After walking along the gravel road for a while, there were two houses on the right, a well and a tin-roofed barn on the left, and straight ahead was a set of stone steps.
“Is this… all of it?”
“All of what?”
“The village you all live in.”
“There’s a shrine up there.”
“Up these stone steps? So, all that’s here are two houses and one shrine?”
“That’s right.”
“And the road leading to the hot springs? Don’t tell me the path over the mountain starts past these steps?”
“Yep, that’s how it is.”
Good grief. It looked like nothing more than a beast trail lay ahead. “By the way… are there no adults here besides you kids?”
“Nope.”
“There’s no way there are none.”
“There aren’t.”
“Where did they go? They’re just out working and they’ll be back tonight, right?”
“No. They haven’t been here for years.”
“Why?”
“What do you mean, ‘why’?”
“Did they used to be here, but then vanished out of the blue one day?”
“Maybe.”
“What do you mean, ‘maybe’? You lived in the same village and you don’t even know?”
“We don’t know.
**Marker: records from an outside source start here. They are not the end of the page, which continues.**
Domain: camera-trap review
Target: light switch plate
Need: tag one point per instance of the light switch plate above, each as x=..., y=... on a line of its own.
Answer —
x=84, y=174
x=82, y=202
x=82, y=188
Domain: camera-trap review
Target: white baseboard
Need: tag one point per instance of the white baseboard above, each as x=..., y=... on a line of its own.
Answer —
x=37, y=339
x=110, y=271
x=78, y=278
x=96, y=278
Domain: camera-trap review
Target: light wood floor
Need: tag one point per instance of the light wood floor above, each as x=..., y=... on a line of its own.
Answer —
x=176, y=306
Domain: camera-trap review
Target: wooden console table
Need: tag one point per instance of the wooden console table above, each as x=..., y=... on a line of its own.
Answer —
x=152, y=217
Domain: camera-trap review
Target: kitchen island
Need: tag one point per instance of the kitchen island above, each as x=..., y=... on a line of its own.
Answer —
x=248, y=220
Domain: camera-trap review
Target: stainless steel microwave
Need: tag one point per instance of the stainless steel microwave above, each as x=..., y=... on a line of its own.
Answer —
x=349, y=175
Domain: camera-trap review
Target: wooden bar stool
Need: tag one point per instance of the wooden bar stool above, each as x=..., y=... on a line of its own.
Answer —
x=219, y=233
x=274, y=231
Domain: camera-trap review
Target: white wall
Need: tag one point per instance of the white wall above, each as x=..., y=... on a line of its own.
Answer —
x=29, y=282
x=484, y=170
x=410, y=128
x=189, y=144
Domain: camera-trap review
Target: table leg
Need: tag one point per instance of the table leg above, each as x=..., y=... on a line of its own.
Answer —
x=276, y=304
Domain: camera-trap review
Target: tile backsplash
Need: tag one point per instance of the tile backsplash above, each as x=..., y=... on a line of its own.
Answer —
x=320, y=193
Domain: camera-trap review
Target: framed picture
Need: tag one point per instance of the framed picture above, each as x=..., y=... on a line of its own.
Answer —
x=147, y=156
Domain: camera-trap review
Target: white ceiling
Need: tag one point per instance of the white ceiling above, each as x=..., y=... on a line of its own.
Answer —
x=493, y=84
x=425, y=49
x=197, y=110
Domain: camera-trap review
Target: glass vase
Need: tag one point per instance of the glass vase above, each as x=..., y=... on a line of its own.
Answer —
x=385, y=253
Because back then, we were much smaller kids than we are now.” Well, I suppose that would be true.
A chill ran down my spine. So what that man said was actually true? A village of only children? Impossible. There was no way a bunch of kids were living by themselves in a place like this that looked like abandoned ruins deep in the mountains.
“How do you kids even survive in a place like this all by yourselves?” They all just smirked and offered no answer.
“Do you go to school?”
“We have nothing to do with things like that.”
“Are you serious?” It seemed best to call the police, but my phone had no signal.
Did these kids have some kind of secret they couldn’t tell anyone? Maybe they were runaways? Or a gathering spot for truants? This was too abnormal. Something like this couldn’t happen in reality. There was no way a village like this could exist in Japan in this day and age.
Who on earth was that man? He brought me all the way out here only to suddenly vanish. Was I tricked by him into coming here? Were he and these kids in on it together? Were these kids putting on some bizarre act just to set me up?
Or… had I begun to lose my mind somewhere along the way? When did I go crazy? Up until when was I sane? Could it be that things started going wrong the moment I met that man? Sometimes I get anxious. Anxious that I might be the one who’s crazy. And that’s because there are so many crazy people in the world all around me. How could I believe that I’m the only one who isn’t insane? Madmen walk the streets completely unbothered. There are plenty of unhinged people on social media too. The person themselves has absolutely no awareness that they are crazy, but to anyone looking from the outside, it’s glaringly obvious. Maybe I had finally become one of those people. Or maybe I had become one a long time ago. Maybe I was no longer capable of understanding reality as it actually is. Or maybe, to begin with, there isn’t a single person who isn’t crazy. That’s it. Everyone is out of their minds.
Before I knew it, about ten children had swarmed around me. Boys and girls alike, they were all wearing cheap, flimsy summer clothes. Even the oldest among them probably wasn’t even fifteen.
I didn’t want anything to do with these creepy kids. I couldn’t stay in this awful, eerie place for even another second. Thinking I just wanted to get down the mountain quickly and forget all about this, I turned around and headed back down the gravel road.